Auf dem Versuchsgut Höfchen testet Bayer, wie gut die Völker neue Pflanzenschutzmittel vertragen.

Forschung
In diesen weißen Zelten auf dem Versuchsgut werden die Pflanzenschutzmittel derzeit getestet.

In diesen weißen Zelten auf dem Versuchsgut werden die Pflanzenschutzmittel derzeit getestet.

Doro Siewert

In diesen weißen Zelten auf dem Versuchsgut werden die Pflanzenschutzmittel derzeit getestet.

Burscheid. Große weiße Zelte stehen momentan auf einem Feld zwischen der Autobahn 1 und Oberlandscheid – in jedem davon ein Bienenvolk. Dort, auf dem insgesamt 100 Hektar großen Versuchsgut Höfchen, testet Bayer Crop Science seit vergangener Woche, wie die Tiere neue Pflanzenschutzmittel vertragen. „Jedes Mittel muss auf seine Bienengefährlichkeit getestet werden, bevor es zugelassen werden kann“, sagt Bayer-Pressesprecher Utz Klages.
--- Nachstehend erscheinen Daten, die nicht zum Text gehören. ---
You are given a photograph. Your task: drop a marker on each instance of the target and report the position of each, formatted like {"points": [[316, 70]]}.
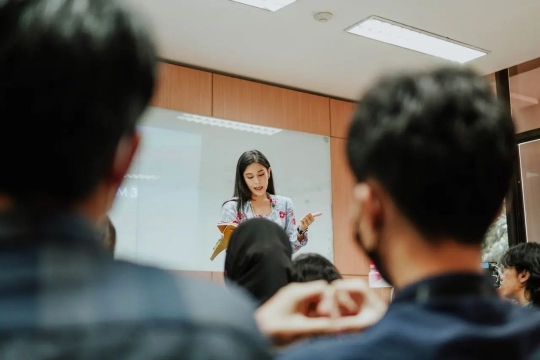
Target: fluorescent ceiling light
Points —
{"points": [[410, 38], [272, 5], [227, 124], [141, 176]]}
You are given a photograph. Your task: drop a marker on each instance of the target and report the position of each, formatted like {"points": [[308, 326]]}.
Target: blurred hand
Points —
{"points": [[308, 219], [288, 315], [307, 309], [353, 306]]}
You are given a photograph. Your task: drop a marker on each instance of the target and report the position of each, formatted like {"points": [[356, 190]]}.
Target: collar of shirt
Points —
{"points": [[447, 286]]}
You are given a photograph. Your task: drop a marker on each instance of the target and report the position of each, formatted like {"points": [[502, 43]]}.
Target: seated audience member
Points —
{"points": [[259, 258], [76, 76], [433, 155], [520, 279], [311, 267], [107, 233]]}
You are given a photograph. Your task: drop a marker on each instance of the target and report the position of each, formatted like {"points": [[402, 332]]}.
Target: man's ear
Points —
{"points": [[125, 152], [524, 276], [368, 213]]}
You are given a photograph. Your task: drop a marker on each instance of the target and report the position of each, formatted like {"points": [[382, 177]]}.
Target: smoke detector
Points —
{"points": [[323, 16]]}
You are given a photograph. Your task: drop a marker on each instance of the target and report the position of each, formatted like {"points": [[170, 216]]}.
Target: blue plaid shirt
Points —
{"points": [[461, 326], [63, 297]]}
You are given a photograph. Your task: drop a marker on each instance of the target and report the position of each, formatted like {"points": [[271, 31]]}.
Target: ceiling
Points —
{"points": [[290, 48]]}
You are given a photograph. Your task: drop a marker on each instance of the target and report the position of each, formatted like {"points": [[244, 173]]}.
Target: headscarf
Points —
{"points": [[259, 258]]}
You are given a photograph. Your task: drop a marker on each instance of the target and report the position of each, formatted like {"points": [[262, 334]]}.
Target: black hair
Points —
{"points": [[526, 257], [76, 76], [242, 194], [311, 267], [442, 146], [107, 233]]}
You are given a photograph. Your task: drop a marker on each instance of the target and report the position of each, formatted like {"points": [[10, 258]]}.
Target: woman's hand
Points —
{"points": [[308, 219]]}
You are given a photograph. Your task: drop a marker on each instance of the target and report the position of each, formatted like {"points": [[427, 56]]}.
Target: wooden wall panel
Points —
{"points": [[206, 275], [347, 256], [183, 89], [384, 293], [340, 117], [255, 103]]}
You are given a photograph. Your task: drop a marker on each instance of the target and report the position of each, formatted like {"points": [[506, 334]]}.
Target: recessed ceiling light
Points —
{"points": [[404, 36], [227, 124], [272, 5]]}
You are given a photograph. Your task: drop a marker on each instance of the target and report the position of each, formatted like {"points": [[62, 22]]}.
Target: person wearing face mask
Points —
{"points": [[433, 155], [520, 279], [255, 197]]}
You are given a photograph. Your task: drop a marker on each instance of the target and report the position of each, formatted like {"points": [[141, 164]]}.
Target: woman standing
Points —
{"points": [[255, 197]]}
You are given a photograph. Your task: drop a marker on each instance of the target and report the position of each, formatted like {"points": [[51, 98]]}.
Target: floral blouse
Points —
{"points": [[282, 214]]}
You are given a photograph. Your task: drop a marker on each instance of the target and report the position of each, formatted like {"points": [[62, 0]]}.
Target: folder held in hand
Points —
{"points": [[226, 230]]}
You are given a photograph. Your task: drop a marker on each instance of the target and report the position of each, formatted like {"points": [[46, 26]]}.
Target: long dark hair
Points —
{"points": [[242, 194], [526, 257]]}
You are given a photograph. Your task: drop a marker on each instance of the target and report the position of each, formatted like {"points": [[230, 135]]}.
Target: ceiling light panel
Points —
{"points": [[227, 124], [271, 5], [410, 38]]}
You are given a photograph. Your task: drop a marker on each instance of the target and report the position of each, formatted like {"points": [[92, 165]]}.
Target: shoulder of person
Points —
{"points": [[205, 309]]}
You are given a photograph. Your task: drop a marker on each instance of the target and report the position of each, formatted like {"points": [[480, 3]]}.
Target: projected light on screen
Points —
{"points": [[159, 198]]}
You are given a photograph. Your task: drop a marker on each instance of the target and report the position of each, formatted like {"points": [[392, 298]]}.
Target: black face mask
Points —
{"points": [[375, 257]]}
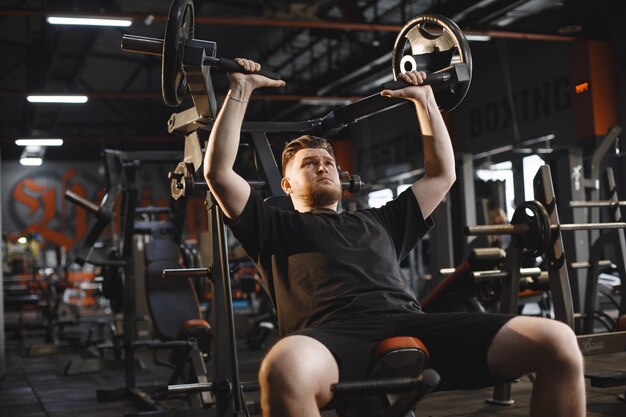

So ein Prozess mit Labor-, Freiland- und Ackerversuchen, zu dem zahlreiche weitere Versuche gehören, dauert etwa zehn Jahre. Dennoch lassen sich Risiken für die Natur dadurch offenbar nicht vollständig ausschließen. So geriet die Bayer AG im Frühjahr 2008 in die Kritik, als es unter anderem im Rheintal zu einem Bienensterben kam. Schuld soll ein bereits zugelassenes Beizmittel gewesen sein, das der Konzern mitentwickelt hatte. Zu diesem Schluss kam das Julius-Kühn-Institut. Das Bundesamt für Verbraucherschutz und Lebensmittelrecht ließ daraufhin die Zulassung von insgesamt acht Mitteln ruhen.

Bayer Crop Science ist ein Teilkonzern von Bayer mit etwa 19 000 Mitarbeitern in 120 Ländern. Jährlich macht es einen Umsatz von rund sechs Milliarden Euro.

Imker sind vor Ort, die die Bienen genau beobachten

Für das Versuchsfeld in Burscheid ist die Unternehmenszentrale in Monheim zuständig. Dort arbeiten rund 1800 Mitarbeiter – die meisten sind Chemiker, Biologen, Laboranten und Ingenieure. In Monheim befindet sich auch ein weiteres Feld, auf dem neue Wirkstoffe im Freiland einer ersten Prüfung unterzogen werden können.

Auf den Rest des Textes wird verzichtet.